那并不是机密的文件或者内容诡谲的照片,不是带血的书信或者一副暗藏宝藏真身的地图。
那是……一枚雪白的茧衣。
像是一件剪裁粗略的素衣,却没有衣袖腰身的形制,纺锤形,中间裂一条细长的口子。
因为已经破开,失去了内容物的支撑,所以干瘪下去,单薄地躺在地上,被小山一样的白纸文件覆盖。
但是和那些泛黄的纸张不一样,它十年如一日地保持着惊人的雪白,灰尘和岁月没有玷污它一分一毫。
这枚茧衣保存完好,茧衣上的丝纹清晰可见,但是因为它过于大的体型,所以即便那些自然的丝纹精细到人工不能启及的程度,它看上去也不像是一枚茧,反而像是一件工艺品。
李途安的视线从那枚茧衣上缓慢移动到自己手上拿着的那张白纸上。
白纸正面空无一物,他翻转手腕,举起白纸,将它对着从小窗射进来的光线。
纸上有不易察觉的划痕,那是用指甲刻出的文字。
那是一个古老遥远的希腊词汇。
上一个「李途安」选修的外语中恰好有一门希腊语。
那么已经可以认定这是他留下的遗言。
而刚好,这一个李途安完美继承他一生的轨迹。
因此,李途安很轻异地认出了这个词语。
如同灰青色的小蝉振翅一般,他嘴唇微张,几乎无声地念出了这个词汇。
「μεταμορφ」
意为「我转换」
也可译作「蜕变」。
第3章
李途安带着那枚茧衣回到了自己租住的公寓内。
他的时间不多,马上就是周末,系统自查很快就能发现一个尘封已久的员工权限被短暂启用。
而那个员工的名字叫做「李途安」。
消失十年,却不知道为什么依然保存有公司系统内的高级权限的「李途安」。
其实也不算怪事,反正他也叫李途安,李途安使用了「李途安」的身份信息,也很正常是不是?

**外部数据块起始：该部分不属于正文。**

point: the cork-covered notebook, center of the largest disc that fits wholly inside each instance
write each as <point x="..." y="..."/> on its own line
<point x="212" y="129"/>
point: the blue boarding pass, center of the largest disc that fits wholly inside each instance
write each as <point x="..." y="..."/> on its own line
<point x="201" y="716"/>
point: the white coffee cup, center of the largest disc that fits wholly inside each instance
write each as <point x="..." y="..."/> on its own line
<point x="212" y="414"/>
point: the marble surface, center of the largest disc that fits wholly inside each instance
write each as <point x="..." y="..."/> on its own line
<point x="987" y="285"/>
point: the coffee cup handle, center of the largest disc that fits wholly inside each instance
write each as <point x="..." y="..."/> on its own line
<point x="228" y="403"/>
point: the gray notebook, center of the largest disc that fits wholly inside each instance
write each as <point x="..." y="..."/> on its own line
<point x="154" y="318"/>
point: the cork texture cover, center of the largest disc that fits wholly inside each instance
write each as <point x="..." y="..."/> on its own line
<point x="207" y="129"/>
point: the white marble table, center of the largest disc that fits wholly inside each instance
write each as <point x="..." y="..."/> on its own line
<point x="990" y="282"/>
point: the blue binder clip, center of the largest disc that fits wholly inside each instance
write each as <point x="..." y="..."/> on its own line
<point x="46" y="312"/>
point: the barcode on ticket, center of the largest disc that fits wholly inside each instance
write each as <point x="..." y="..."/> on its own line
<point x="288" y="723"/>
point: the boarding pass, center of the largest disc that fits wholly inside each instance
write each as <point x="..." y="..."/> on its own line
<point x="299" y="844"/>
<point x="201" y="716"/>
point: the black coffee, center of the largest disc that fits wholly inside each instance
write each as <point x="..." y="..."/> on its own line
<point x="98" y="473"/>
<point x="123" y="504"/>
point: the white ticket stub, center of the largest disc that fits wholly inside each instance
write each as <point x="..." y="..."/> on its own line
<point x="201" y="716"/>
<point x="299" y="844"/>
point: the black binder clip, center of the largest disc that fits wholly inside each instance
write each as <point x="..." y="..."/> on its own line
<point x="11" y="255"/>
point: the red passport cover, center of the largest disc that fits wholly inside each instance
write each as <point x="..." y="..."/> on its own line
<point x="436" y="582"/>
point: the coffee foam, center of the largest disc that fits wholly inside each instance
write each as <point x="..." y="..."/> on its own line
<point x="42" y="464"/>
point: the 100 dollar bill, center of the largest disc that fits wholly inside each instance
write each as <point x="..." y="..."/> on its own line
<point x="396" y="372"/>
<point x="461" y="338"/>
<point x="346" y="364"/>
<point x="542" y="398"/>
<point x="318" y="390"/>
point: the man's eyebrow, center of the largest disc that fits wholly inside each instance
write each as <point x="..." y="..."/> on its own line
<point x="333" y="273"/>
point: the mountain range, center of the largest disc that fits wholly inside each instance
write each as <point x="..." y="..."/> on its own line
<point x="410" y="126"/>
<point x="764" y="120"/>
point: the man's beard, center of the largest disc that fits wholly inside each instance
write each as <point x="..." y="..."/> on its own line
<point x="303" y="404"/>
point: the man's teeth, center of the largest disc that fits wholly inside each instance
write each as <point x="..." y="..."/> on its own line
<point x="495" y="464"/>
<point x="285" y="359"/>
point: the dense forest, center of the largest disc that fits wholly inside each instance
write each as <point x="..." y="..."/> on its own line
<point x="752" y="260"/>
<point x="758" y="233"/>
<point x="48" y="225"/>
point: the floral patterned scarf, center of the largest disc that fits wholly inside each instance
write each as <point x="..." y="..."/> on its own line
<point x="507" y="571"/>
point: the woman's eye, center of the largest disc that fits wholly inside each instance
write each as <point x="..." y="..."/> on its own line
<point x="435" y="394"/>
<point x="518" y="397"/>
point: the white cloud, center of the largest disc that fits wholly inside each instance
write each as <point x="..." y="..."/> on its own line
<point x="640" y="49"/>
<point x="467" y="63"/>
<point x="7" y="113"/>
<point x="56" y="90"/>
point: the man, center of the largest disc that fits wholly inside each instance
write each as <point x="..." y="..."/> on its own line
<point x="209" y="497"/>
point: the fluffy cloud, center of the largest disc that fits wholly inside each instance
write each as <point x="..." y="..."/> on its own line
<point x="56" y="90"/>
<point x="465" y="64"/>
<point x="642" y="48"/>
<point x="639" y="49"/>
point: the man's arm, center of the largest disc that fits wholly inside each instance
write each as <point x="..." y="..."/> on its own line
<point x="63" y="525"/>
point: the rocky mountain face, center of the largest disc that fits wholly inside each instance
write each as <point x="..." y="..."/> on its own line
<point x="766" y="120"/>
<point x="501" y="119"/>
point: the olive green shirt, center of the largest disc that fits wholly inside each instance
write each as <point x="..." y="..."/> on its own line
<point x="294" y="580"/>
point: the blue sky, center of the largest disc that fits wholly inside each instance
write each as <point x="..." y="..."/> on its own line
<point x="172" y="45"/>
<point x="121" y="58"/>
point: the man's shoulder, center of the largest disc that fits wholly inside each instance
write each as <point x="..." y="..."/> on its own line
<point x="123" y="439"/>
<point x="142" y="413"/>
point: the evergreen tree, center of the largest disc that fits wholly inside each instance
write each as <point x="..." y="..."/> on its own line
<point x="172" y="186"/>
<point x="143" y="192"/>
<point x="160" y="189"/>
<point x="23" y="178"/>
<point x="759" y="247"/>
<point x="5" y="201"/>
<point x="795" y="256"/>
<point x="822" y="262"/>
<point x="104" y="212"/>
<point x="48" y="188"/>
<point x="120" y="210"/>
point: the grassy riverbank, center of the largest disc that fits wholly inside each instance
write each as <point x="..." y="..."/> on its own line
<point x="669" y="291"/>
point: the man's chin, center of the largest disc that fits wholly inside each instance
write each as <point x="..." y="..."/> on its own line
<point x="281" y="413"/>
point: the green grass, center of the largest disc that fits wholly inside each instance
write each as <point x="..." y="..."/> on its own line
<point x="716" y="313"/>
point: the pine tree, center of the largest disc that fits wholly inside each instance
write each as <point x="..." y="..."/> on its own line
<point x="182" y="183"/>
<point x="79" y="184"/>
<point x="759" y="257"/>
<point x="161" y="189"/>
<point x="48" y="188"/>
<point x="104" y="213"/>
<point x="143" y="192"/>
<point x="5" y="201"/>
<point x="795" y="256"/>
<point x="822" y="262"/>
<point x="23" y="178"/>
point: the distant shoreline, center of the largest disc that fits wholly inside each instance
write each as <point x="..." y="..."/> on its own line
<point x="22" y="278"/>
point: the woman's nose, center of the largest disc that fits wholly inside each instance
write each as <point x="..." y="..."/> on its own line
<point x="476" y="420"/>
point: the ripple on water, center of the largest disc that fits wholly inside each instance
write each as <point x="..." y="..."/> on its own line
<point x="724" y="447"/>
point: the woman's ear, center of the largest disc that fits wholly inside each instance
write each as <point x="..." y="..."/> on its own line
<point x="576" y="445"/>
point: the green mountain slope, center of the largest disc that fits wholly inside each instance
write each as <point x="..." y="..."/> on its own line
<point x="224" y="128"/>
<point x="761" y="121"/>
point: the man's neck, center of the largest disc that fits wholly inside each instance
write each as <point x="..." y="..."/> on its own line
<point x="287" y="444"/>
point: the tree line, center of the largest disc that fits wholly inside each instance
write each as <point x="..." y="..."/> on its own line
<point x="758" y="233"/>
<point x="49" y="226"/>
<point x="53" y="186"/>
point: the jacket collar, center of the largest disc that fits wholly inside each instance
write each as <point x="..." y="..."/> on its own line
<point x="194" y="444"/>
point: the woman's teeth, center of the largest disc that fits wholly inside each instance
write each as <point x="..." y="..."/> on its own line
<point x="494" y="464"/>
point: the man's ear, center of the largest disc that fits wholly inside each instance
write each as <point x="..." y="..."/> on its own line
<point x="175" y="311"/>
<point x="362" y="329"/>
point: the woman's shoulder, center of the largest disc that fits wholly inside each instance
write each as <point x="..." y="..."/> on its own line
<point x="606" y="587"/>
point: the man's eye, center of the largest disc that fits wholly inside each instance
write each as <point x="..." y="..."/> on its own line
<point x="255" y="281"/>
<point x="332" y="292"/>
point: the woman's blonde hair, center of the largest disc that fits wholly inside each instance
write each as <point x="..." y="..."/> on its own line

李途安是有一套完善的逻辑为自己开脱的,说服不说服得了别人先不说,他自己是心安理得的。
他神色怡然自得、可以说是闲庭信步地离开公司。
回家的路上看到小区门口的老人卖糖葫芦,李途安还停下来买了一串。
对方非常努力想要推销给他单价贵的草莓糖葫芦,脸上的皱纹齐齐发力,却仍然没能说服李途安。
李途安还是选择了最普通的山楂糖葫芦。
“哎哟,草莓的好吃嘞……”
结账的时候,老人还在嘀咕。
李途安咬下一颗山楂,用尖锐的犬齿咬破表面酥脆的冰糖糖衣,顷刻间,酸甜味道侵占口腔。
“糖葫芦就得是山楂的啊。”
他含混不清地说。
李途安喜欢简单而原始的东西。
基础的,简单的,原滋原味的,不加任何修饰的——他喜欢一切事物的本来面目。
吃着糖葫芦哼着歌,他回到了公寓里。
是装修简洁的一室一厅的小房子,客厅里很空,除了冰箱之外,就只是一个焦糖色的沙发和配套的中古矮几,外加一盏站立式的台灯,除此之外 ,别说电视饮水机了,连一个凳子一张桌子都没有。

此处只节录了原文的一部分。